Кто-то хлопнул его с силой по спине. От неожиданности он мигом выпил весь стакан.

— Вот и славно! Теперь дай другим выпить.

Пьянчужка наполнил стакан и опрокинул его единым духом. И пустой поставил на стол.

— Давай, братцы. По очереди, не торопясь. До свету все поспеют. А от ночи еще и часа не прошло. Надо бы по старшинству. Подходи, дедушка Никулае.

«Дедушка Никулае», старик с бородой, смахивающей на щетку, и с висячими, как у китайца, усами, взял в руки стакан, выпил за упокой души усопшего и за здоровье и благоденствие живых.
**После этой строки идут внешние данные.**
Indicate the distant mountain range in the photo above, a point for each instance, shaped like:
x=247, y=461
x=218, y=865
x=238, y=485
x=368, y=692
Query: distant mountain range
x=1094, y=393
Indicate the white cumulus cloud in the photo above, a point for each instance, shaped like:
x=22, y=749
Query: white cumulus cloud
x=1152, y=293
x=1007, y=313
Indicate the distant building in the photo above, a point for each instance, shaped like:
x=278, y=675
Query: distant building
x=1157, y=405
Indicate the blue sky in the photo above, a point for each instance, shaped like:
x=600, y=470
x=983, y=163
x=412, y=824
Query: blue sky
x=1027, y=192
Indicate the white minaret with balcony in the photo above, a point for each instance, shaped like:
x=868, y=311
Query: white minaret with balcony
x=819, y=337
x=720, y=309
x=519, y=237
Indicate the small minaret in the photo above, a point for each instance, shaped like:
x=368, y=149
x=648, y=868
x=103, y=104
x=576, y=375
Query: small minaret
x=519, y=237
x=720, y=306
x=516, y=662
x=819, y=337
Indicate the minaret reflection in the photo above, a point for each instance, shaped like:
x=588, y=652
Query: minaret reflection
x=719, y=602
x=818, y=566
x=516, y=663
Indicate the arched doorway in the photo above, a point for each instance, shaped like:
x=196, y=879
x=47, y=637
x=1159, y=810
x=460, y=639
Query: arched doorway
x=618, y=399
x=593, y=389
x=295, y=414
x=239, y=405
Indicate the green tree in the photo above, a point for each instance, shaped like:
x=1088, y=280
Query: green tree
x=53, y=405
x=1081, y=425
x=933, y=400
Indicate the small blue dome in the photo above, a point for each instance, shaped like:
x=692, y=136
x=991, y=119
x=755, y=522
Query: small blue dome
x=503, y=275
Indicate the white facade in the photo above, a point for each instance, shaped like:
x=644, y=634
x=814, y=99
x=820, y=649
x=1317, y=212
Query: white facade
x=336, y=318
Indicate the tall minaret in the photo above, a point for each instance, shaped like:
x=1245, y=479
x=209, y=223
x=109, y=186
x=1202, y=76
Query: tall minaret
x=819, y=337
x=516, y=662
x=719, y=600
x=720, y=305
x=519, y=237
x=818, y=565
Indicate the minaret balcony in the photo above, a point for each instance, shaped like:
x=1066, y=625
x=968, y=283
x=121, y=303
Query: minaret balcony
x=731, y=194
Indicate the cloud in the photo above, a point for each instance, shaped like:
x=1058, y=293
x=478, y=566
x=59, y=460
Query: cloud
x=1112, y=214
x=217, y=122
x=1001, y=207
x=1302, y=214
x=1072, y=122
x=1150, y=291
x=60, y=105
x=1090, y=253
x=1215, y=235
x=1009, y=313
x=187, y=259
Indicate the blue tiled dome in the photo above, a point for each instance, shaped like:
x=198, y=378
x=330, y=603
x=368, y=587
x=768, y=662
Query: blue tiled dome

Дрожащей рукой он поставил стакан на стол, сел на прежнее место, оперся на посох и за весь вечер не проронил больше ни слова. Но никто его молчания не заметил, потому что на всякие речи он в ответ тихо, ласково и мудро улыбался, и всем казалось, будто и он участвует в разговоре.

Ион, прозванный в деревне Сбоку Припека, длинный и смуглый верзила с огромным носом, выпил водку, будто ледяной воды хлебнул, и с таким стуком поставил стакан на стол, что чуть не разбил.

— Ох и крепка! Ну и крепка, зараза!

— Крепкую-то деткам пить не дозволяется, как бы горлышко не застудилось.

— У кого брали, у жида или у Йожефа?

— У жида, — ответил Василе из другой комнаты.

— Правильная водка. У Йожефа брать нельзя — одна вода.

— Кабы вода! Помои!

— Румыны пашут, сеют, жнут, а у еврея водку пьют. Знать, каждому свое…

— Ах, обожгла, хороша!..

— Ежели водка не жжется, то лучше колодезную пить. Один хрен! Вода-то еще послаще.

— Ты, мил друг, наливай, а не заливай. Ишь язык-то рассупонил, — оборвал говорившего Подариу, с сожалением наблюдая, как пустеет вторая бутылка. — Как бы светать не начало. Торопись, наливай. Нету у нас другого занятия, как тебя слушать?..

После третьей бутылки мужики разгорячились, скинули шерстяные полукафтанья, остались в одних рубахах да штанах.

Зипуны, фуфайки, кафтаны — все сложили на кровати в ногах покойника, так что его и не видать было за горой одежды.

Головы отяжелели, многих стало клонить в сон, они сидели понурившись, как колосья, налитые зерном. Сидящие за столом парни тоже уронили головы на ладони, и по мосточку менаду сном и бдением на цыпочках поплыла дойна.

Песня тянулась долго и монотонно, озаряемая лишь редкими вспышками воодушевления, потом опять затухала и опять тянулась вяло и заунывно.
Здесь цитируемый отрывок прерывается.